Metal additive manufacturing (AM) has gained significant attention for its ability to fabricate lightweight and intricate components. However, using aluminium alloys in metal AM faces limitations primarily due to cracking issues. Understanding the quality of aluminium alloy powders becomes vital to enhance their use in metal AM processes. Internal porosity in metal powders is crucial as it can influence the amount of porosity in the printed components.

Initial powder characterisation involves SEM imaging and optical microscopy to assess particle shape and size. However, two-dimensional techniques have limitations as they independently measure particle size and shape. Additionally, since the internal pores are closed and in the micron range, estimating them using conventional approaches like analysing cross-section images is challenging. Synchrotron X-ray computed tomography offers three-dimensional image data, enabling the analysis of particle and pore morphology. In this study, an image analysis strategy is proposed. The segmentation approach is evaluated against manual segmentation to ensure accurate estimation of particle and pore morphology, aiding in understanding the correlation between particle morphology and pore characteristics.

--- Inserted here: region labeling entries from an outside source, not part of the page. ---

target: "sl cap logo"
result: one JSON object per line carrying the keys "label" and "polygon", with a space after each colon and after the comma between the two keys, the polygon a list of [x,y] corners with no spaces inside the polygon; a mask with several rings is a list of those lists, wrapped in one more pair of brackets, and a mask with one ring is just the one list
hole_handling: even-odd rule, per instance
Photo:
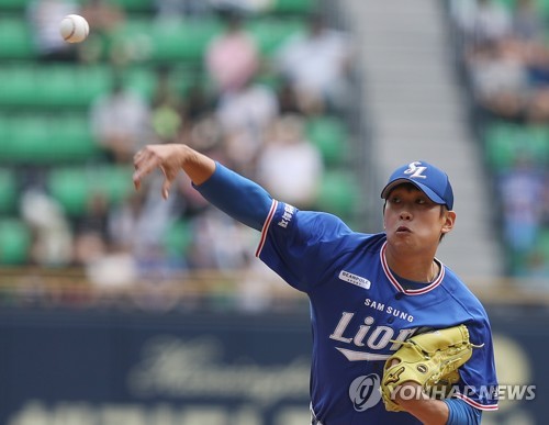
{"label": "sl cap logo", "polygon": [[422,163],[418,160],[414,163],[408,164],[408,168],[404,170],[405,175],[411,175],[411,178],[417,178],[417,179],[426,179],[427,176],[424,176],[423,172],[427,169],[427,167],[419,167]]}
{"label": "sl cap logo", "polygon": [[404,372],[403,366],[401,366],[399,369],[396,369],[392,372],[389,372],[385,380],[384,380],[384,384],[386,385],[388,383],[399,382],[399,379],[401,378],[401,374],[403,372]]}

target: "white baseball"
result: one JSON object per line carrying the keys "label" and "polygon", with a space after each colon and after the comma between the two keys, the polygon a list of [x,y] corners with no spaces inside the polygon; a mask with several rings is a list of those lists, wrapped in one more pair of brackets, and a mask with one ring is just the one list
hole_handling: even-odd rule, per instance
{"label": "white baseball", "polygon": [[59,32],[61,33],[63,40],[68,43],[80,43],[86,40],[90,33],[90,25],[79,14],[68,14],[66,15],[60,25]]}

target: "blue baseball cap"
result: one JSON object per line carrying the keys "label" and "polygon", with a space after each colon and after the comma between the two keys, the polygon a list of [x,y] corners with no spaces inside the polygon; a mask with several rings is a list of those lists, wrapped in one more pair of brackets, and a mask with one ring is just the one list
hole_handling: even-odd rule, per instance
{"label": "blue baseball cap", "polygon": [[402,183],[414,184],[433,202],[446,205],[448,210],[453,208],[453,190],[448,175],[434,165],[416,160],[397,168],[381,191],[381,198],[386,199],[391,190]]}

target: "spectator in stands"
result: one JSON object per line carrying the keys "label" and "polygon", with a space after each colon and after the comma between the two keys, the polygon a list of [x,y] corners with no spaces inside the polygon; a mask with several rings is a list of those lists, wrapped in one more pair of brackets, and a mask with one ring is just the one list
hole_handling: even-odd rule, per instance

Additionally, utilising the relationship between particle size and pore morphology enables understanding the influence of atomisation parameters on pore formation. Comparisons between powders synthesised by centrifugal atomisation and commercial aluminium alloy powders establish benchmarks for powder quality, emphasising internal porosity. Such comparisons provide critical insights into the effectiveness of centrifugal atomisation in producing high-quality aluminium alloy powders suitable for metal AM applications.